How to send output to web server, line by line?

The following code works perfectly, but I am having trouble adapting it to output to my web server rather than a local file:

#!/bin/sh
# VARIABLES

adapter="/dev/tty.usbmodem0000001"

if [ -a $adapter ]; then
   cat $adapter | tee >> WORKING.txt
   echo "AT+VCID=1" > $adapter
   
else
   echo "Modem not found"
fi

In my pseudo code, I replaced "tee >> WORKING.txt" with "curl -k 'https://secure.myserver.com/log.cgi?num=$?'" but it doesn't function.
Thank you for any help that you can provide.

Basically, I don't know how to pipe output from one command to another successfully.
Part of the challenge is that the connection to the modem is what I would describe as a socket. So new data streams in whenever the modem receives it, and the shell script must remain open. It does not, and should not exit.

Well, you shouldn't just keep a persistent connection to a web server around like that. HTTP isn't really meant for persistent transfers, the idea is you make a request, finish it, and either make another or break the connection. So you'll need to break this into chunks, somehow. You may be able to set reads from the device to auto-timeout...

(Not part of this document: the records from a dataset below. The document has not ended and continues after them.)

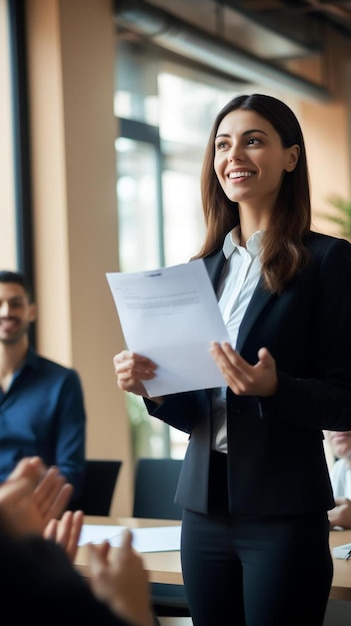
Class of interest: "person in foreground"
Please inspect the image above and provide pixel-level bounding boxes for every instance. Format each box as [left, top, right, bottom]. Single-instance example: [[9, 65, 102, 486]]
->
[[0, 458, 157, 626], [324, 430, 351, 528], [113, 94, 351, 626], [0, 270, 86, 498]]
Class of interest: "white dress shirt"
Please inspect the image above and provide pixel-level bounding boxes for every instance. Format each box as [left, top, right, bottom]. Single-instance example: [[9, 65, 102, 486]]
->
[[212, 226, 263, 452], [330, 458, 351, 500]]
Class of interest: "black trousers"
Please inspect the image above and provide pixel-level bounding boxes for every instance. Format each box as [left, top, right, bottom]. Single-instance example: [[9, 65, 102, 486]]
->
[[181, 453, 333, 626]]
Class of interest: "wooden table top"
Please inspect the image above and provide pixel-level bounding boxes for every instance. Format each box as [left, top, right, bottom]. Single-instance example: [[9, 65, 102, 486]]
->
[[75, 516, 351, 600]]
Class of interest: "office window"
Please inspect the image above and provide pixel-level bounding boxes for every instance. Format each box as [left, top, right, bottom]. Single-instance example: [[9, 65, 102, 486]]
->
[[114, 41, 235, 458]]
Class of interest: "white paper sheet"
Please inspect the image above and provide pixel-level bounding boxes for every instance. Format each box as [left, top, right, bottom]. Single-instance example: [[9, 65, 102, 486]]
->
[[106, 259, 230, 397], [79, 524, 181, 552]]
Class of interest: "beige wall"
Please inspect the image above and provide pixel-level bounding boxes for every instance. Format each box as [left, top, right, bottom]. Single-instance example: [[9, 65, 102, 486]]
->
[[26, 0, 132, 515]]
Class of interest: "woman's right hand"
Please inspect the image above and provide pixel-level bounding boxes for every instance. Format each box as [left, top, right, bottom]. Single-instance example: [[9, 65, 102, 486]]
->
[[113, 350, 157, 397]]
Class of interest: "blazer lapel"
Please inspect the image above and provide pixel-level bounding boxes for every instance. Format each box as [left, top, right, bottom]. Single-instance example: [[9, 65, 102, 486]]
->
[[204, 250, 276, 352], [236, 278, 277, 352]]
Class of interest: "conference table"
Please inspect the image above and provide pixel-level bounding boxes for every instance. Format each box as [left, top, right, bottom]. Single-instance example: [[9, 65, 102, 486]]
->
[[75, 516, 351, 601]]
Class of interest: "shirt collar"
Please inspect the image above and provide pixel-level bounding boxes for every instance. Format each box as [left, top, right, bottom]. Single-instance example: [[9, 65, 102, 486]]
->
[[223, 226, 264, 259]]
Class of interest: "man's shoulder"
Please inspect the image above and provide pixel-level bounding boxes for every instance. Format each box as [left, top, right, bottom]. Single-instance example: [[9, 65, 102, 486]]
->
[[28, 349, 77, 377]]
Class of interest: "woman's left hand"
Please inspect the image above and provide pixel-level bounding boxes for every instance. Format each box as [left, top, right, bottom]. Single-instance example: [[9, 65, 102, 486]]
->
[[210, 342, 278, 397]]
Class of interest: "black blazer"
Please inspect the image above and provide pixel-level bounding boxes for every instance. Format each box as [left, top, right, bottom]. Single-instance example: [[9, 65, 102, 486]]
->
[[145, 233, 351, 515]]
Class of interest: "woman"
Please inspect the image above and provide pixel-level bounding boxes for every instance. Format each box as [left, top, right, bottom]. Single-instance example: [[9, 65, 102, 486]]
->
[[114, 94, 351, 626]]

Your piping is fine but you're not actually telling curl to send any data. You probably need to POST it. Because of the way HTTP works you may not be able to pipe it at all, I know the similar wget tool needs to be given data of known length. To what and how depends on your web interface. We really don't have any of the details we need to tell you how here.

Perhaps I wasn't clear. The modem spits out lines periodically -- as in 10 or so lines every 30 minutes. I want each line to be turned into a separate curl command, so that the data contained in each line can be sent to my web server for processing.

When I connect to the modem via the terminal, the connection remains open. I can watch incoming phone calls arrive, errors, etc. That is the only persistent part. The web server should only receive a request for each line of data received. Normally, the modem is quiet -- waiting for a call/fax/callerid/etc

curl doesn't do that. Like I said, you'll need to split it yourself.